La comida era muy buena y abundante. No recordaba haber comido así en toda mi vida. Nos traían ollas de arroz con verduras, bandejas con cerdo y pescado y algunas frutas. Todo se servía en una mesa atornillada al piso y uno se sentaba en una banca para diez personas, también fija al piso del barco. Como la comida sobraba, las primeras noches me llevaba un poco pensando que no siempre sería así, pero estaba equivocado. Dos días después, cuando Kei se levantó sin ayuda y sin fiebre, me agradeció a su manera ―haciendo chistes y riéndose por cualquier cosa― para luego pedirme que lo siguiese. Pensé en no hacerle caso, pero al fin me di cuenta de que un pedido suyo era como una súplica. Caminamos por pasillos que nunca había visto ante puertas siempre cerradas. Un tripulante chino que cuidaba la última puerta lo saludó y Kei le dio un billete que sacó de algún lugar de entre sus ropas. Cuando pasamos a la cubierta de primera clase, comprobé que algunas cosas que él me había contado eran ciertas: las personas iban vestidas como si asistieran a un casamiento y cualquiera de las mesas para jugar al tenis de mesa ―no tenían una, sino cuatro― era mejor que la nuestra. Kei me condujo por un pasillo hasta llegar a otra cubierta más chica que quedaba en la parte de atrás. Había algunas sombrillas, asientos reclinables, pero menos personas que en la otra cubierta, y la mayoría mujeres. Ahí está el amor de mi vida, dijo, mientras señalaba a una chica de mi edad que estaba apoyada en la barandilla.

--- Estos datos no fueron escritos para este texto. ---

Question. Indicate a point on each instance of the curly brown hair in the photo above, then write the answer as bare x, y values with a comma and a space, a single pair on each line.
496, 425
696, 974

Kei la había conocido en el puerto de Hong Kong, cuando regresaba al barco. Al verla bajar de uno de esos coches grandes intentó acercarse a ella, y entonces alguien lo golpeó en la cara y luego en el estómago y otra vez en la cara para, ya en el piso, patearlo. Los hombres que estaban con él acudieron en su ayuda y lo subieron al barco, eso era lo único que recordaba. Le dije que no podíamos estar ahí, que si alguien nos encontraba tendríamos problemas. Aquella vez nos retiramos pronto, pero Kei volvió a subir todos los días mientras yo me quedaba en la cubierta de segunda clase. Una tarde, antes de llegar a Manila ―el siguiente puerto― dos tripulantes gaijin lo trajeron al depósito, estaba inconsciente y sangraba. Cuando preguntaron dónde dormía, los guié a su cama. Dijeron que unos jóvenes chinos lo habían encontrado en la cubierta de primera clase. Varios chicos se reunieron alrededor de Kei para escuchar la historia. Cuando se hizo silencio, todas las miradas se dirigieron hacia mí. Las dejé atrás, subí y me guié por los pasillos que me llevaban a la cubierta de primera. Al subir las últimas escaleras apenas oí los pasos de los que me seguían. Un tripulante se fue corriendo después de decirnos que no podíamos pasar aquella puerta, que pasamos para ver que varios jóvenes chinos hablaban y se reían de algo que yo no podía entender. Caminé hasta ponerme frente al que estaba más cerca ―un chico alto―, lo tiré al piso y lo golpeé hasta que alguien me pateó las costillas y después la cabeza, y me desperté en una dura y fría litera.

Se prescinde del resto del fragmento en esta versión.